I first caught Absolutely live at The Wiltern last year when she opened for Banks. Even then, there was something theatrical about her presence. She did not simply perform songs. She built atmosphere. Since that night, I have followed each single drop from Paracosm with growing anticipation, sensing that she was constructing something far bigger than a collection of tracks.
The word “paracosm” refers to an elaborate imaginary world created inside one’s mind, often by children. It is a private universe with its own rules, landscapes, and emotional logic. That definition alone feels like a key to understanding this album. Absolutely is not just releasing music. She is inviting us into a fully formed interior world.
The title track opens like a music box creaking to life. Wintry keys and hushed vocals set an eerie stillness before the production begins to expand outward. By the time the chorus swells, the sonic palette feels almost orchestral. Lush textures bloom around her voice. The scale is cinematic, grand, and immersive. It feels otherworldly.

And yet, the lyrics sit in stark contrast to that magnitude.
“It’s such a big world, sometimes I feel small,” she sings, comparing herself to a child learning to crawl in a room full of towering adults. There is a vulnerability here that feels painfully honest. The irony is striking. The song itself sounds enormous. The production fills every corner of the sonic spectrum. But within that largeness, Absolutely articulates a feeling of smallness.
That tension is what makes “Paracosm” so compelling.
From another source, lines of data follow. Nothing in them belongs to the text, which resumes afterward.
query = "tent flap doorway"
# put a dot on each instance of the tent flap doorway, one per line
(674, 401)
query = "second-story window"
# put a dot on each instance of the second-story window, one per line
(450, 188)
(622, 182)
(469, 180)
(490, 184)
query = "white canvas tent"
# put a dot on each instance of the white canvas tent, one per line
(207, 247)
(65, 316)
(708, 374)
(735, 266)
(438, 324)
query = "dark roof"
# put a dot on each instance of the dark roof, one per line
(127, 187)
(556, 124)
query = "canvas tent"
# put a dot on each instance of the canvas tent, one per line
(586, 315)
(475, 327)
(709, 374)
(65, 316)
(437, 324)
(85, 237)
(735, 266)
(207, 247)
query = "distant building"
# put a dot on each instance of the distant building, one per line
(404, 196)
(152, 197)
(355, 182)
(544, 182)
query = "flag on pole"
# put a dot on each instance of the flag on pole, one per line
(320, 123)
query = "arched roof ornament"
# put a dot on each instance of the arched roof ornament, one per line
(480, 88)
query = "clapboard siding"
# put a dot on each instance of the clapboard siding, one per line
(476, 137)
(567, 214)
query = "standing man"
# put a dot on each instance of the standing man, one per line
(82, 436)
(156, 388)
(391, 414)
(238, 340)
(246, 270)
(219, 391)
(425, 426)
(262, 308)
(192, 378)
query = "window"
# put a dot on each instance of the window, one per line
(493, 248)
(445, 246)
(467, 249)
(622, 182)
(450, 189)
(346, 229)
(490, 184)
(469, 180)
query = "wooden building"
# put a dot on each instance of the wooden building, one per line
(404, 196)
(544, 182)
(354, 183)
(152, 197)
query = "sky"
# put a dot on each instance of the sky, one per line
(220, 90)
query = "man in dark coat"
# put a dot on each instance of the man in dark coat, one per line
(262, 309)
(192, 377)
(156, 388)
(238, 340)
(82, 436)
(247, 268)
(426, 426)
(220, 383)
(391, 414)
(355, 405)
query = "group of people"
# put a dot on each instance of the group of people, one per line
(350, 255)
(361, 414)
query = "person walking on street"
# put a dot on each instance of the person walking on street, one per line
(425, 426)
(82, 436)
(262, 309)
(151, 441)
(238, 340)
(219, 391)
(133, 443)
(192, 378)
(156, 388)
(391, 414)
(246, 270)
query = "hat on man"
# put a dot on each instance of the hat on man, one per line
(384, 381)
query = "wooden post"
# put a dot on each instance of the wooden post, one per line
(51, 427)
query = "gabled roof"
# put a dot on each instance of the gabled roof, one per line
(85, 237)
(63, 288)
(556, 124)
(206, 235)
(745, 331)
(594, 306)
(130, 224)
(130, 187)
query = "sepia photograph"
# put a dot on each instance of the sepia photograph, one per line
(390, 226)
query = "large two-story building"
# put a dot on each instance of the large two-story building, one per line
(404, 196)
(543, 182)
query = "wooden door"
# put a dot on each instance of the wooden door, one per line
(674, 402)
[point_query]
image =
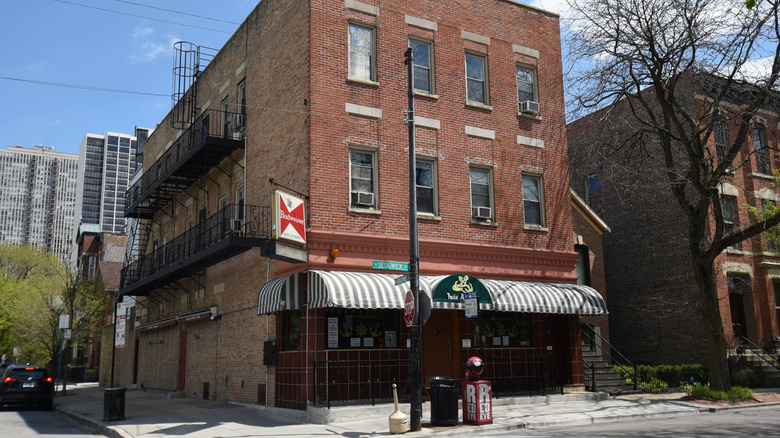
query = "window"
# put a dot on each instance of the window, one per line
(361, 171)
(361, 52)
(730, 216)
(776, 287)
(721, 134)
(762, 153)
(292, 332)
(533, 207)
(426, 186)
(355, 329)
(242, 97)
(583, 264)
(423, 65)
(771, 245)
(480, 179)
(476, 78)
(526, 84)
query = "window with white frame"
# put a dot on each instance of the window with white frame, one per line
(533, 205)
(526, 85)
(426, 186)
(362, 181)
(476, 78)
(762, 152)
(481, 193)
(422, 65)
(362, 63)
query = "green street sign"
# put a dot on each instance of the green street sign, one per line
(402, 279)
(390, 266)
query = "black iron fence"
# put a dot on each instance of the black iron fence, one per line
(233, 220)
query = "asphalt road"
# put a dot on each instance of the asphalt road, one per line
(24, 422)
(753, 422)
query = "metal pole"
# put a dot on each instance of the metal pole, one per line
(414, 259)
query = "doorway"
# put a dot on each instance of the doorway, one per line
(440, 347)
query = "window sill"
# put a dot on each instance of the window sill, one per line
(529, 116)
(762, 176)
(363, 82)
(428, 216)
(364, 210)
(478, 105)
(420, 93)
(484, 222)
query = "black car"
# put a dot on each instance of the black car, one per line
(28, 385)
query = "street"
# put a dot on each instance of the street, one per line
(33, 422)
(747, 422)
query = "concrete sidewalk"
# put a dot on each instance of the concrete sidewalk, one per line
(151, 414)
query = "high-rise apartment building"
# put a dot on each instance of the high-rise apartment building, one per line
(37, 197)
(107, 163)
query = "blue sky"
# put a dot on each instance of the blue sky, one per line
(50, 46)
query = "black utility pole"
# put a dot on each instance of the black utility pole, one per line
(414, 260)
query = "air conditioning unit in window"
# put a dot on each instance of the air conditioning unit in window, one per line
(363, 198)
(238, 121)
(529, 107)
(481, 212)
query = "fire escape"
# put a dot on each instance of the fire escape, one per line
(208, 139)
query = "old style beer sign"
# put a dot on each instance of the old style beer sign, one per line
(289, 218)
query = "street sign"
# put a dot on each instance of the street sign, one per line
(402, 279)
(409, 308)
(390, 266)
(470, 304)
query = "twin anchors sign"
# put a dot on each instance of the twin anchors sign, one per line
(289, 218)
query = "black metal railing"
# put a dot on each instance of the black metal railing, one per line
(232, 221)
(213, 124)
(616, 359)
(760, 352)
(359, 381)
(525, 375)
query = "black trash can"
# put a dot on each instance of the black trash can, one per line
(444, 401)
(114, 404)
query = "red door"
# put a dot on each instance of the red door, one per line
(182, 359)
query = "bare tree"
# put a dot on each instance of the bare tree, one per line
(643, 61)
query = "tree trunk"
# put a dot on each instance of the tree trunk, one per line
(713, 323)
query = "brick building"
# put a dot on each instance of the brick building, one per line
(308, 99)
(655, 309)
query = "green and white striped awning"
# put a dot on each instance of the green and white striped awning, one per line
(368, 290)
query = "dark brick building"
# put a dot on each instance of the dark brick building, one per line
(309, 99)
(655, 310)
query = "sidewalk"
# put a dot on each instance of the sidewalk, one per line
(150, 414)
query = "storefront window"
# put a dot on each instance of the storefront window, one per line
(351, 329)
(506, 330)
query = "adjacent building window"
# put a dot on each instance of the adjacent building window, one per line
(533, 205)
(423, 65)
(476, 78)
(762, 152)
(362, 64)
(721, 134)
(481, 193)
(426, 186)
(362, 169)
(526, 85)
(730, 216)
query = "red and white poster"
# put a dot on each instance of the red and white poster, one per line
(289, 218)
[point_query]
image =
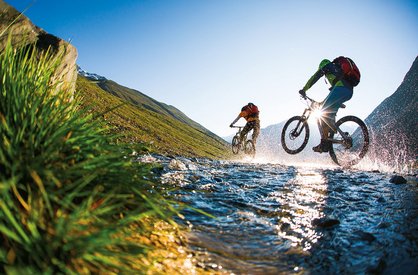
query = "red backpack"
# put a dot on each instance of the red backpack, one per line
(349, 70)
(252, 110)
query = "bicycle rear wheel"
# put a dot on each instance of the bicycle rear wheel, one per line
(349, 152)
(295, 135)
(249, 148)
(236, 145)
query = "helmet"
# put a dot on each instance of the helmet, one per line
(324, 63)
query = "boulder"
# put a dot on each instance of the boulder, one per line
(24, 33)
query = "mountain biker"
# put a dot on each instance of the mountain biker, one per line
(340, 91)
(251, 114)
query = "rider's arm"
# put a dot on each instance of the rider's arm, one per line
(313, 80)
(233, 122)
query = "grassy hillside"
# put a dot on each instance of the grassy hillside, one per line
(140, 119)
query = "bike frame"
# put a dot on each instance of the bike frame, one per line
(239, 132)
(314, 105)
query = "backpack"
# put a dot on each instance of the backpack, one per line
(251, 109)
(349, 70)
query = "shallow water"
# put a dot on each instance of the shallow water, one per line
(273, 219)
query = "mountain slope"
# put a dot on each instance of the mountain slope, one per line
(141, 119)
(394, 123)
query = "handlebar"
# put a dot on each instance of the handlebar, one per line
(312, 100)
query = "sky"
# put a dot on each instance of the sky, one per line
(209, 58)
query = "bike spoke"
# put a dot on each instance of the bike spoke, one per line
(351, 147)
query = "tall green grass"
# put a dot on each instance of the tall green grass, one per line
(68, 195)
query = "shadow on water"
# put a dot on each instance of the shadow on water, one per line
(278, 219)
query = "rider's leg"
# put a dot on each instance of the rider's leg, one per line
(331, 104)
(245, 130)
(256, 131)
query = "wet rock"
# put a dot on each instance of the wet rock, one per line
(177, 165)
(285, 227)
(365, 236)
(397, 179)
(381, 200)
(147, 159)
(383, 225)
(325, 222)
(217, 179)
The emotional core is intimate, almost fragile. The soundscape surrounding it is expansive and bold. It mirrors the experience of being an artist stepping into a vast industry landscape, unsure of where you stand but unwilling to shrink yourself.
In the bridge, she sings, “Maybe some things are not meant to change / This life makes less sense as I age / The best pieces of me, they remain / Just a little bit strange.” It feels like a thesis statement. Growing up does not mean abandoning imagination. It means protecting it. The “strange” parts are not flaws. They are the foundation of her creative identity.
That creative identity has often existed alongside her sister RAYE. Sharing a stage and a bloodline with a global phenomenon could easily cast a long shadow. But “Paracosm” does not sound like someone trying to compete. It sounds like someone carving out sacred space.
If anything, the song suggests that Absolutely is claiming a world that is entirely her own.
The singles released so far from the album have all hinted at this same sense of scale. The arrangements are dynamic and textured. Strings swell. Synths shimmer. Vocals move from whisper-soft to sky-reaching belts. There is a confidence in the production choices that feels deliberate. Nothing sounds accidental. Everything feels constructed with care. It is rare to hear an artist so fully commit to atmosphere this early in their career. The sonic architecture of “Paracosm” alone suggests an album that rewards deep listening. This is not background music. This is music that demands to be experienced.
As a vinyl collector, I already know this is a record I will want spinning on my turntable. Albums that feel immersive and cinematic tend to translate beautifully to wax. If a vinyl pressing becomes available, it will be hard to resist pre-ordering it.
With Paracosm, Absolutely is building a universe. A place where imagination is preserved. A place where feeling small does not mean being insignificant. A place where the “strange” parts remain intact. And in a world that often feels overwhelming in its scale, that kind of carefully constructed inner universe might be exactly what listeners need.